The trade unions have taken on the task of pushing through the massive job cuts. IG Metall deputy chair Christiane Benner is also deputy chair of the Continental supervisory board. She has been involved in the plans for the mass redundancies and closures since the end of 2019. The trade unions, with their network of works council representatives and shop stewards at all sites, are ensuring that they are enforced. Through tightly controlled, limited protest actions, they seek to dissipate and blunt workers’ anger to ensure it does not interfere with management’s plans.

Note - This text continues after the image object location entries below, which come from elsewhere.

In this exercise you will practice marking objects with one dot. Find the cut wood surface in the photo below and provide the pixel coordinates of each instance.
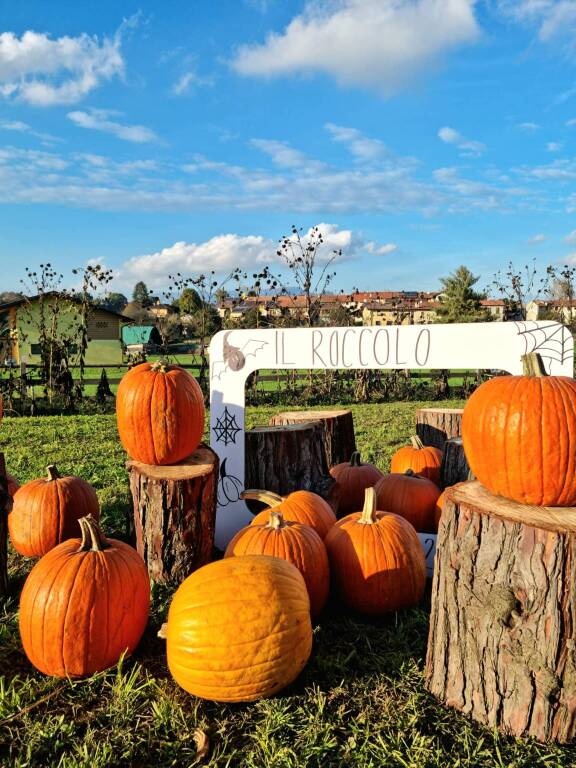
(501, 644)
(436, 425)
(288, 458)
(5, 507)
(454, 468)
(175, 514)
(338, 425)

The Sozialistische Gleichheitspartei (Socialist Equality Party) and its sister parties around the world in the International Committee of the Fourth International (ICFI) are fighting to build action committees to mobilize the workers independent of the corporatist unions in a struggle for secure jobs uniting workers across production sites and national borders. The ICFI is calling for workers to join and build the International Workers Alliance of Rank-and-File Committees (IWA-RFC). In a statement issued for May Day it says of unions like IG Metall, “These organizations are ‘unions’ in name only. In actual practice, they long ago abandoned any defense of the interests of the workers they claim to represent and now function as co-conspirators of corporate management and the state.”

This is exemplified by the role of IG Metall at Continental. In Karben, the works council announced only a fortnight ago that IG Metall was preparing a ballot and an indefinite strike to defend the jobs. “Let’s be clear,” the union wrote in its flyer, “IG Metall and the works council want to preserve the plant and the jobs at the Karben site.”

Two weeks later, this is all water under the bridge. Now, it is announced as a great success that at least 750 workers will lose their jobs in Karben by the end of next year and a total of 900 employees by 2025. For 12 years, the unions have been imposing one round of concessions after another on the workers arguing that this would defend jobs. The World Socialist Web Site has repeatedly warned that far from defending jobs the collaboration of the unions with management and the imposition of concessions has expedited the attacks on jobs. The WSWS wrote, “In the end, however, the union’s signature will set the seal on the closure, coupled with its familiar methods of pressuring workers to take early retirement, severance pay and a transfer into a subsidiary company, which in turn leads to unemployment after a few months.”

This is exactly what happened. Now the plant closures are being carried through, accompanied by a set of measures that the unions are selling as the “success of our struggle,” It was thus possible to keep the consequences of the plant closure “bearable” for the workers, as Francesco Grioli from the IG BCE executive board put it.

In addition to part-time work for older workers and severance packages, the well-known “transfer companies” will be set up, which have been notorious for 30 years as transfer stations into unemployment. In addition, a “solidarity fund” is to be set up for laid-off temporary and fixed-term workers, which IG Metall itself admits is “not big.”

It goes on to say in its statement on the Karben plant, “For the members of IG Metall who worked as permanent employees, we negotiated significantly higher severance pay.” This privileging of union members is probably the most overt proof that IG Metall is deliberately dividing the workers. Those who do not declare their support for the union, or even dare to criticise it, should know from the outset that they will be the first to be dismissed and under the worst conditions.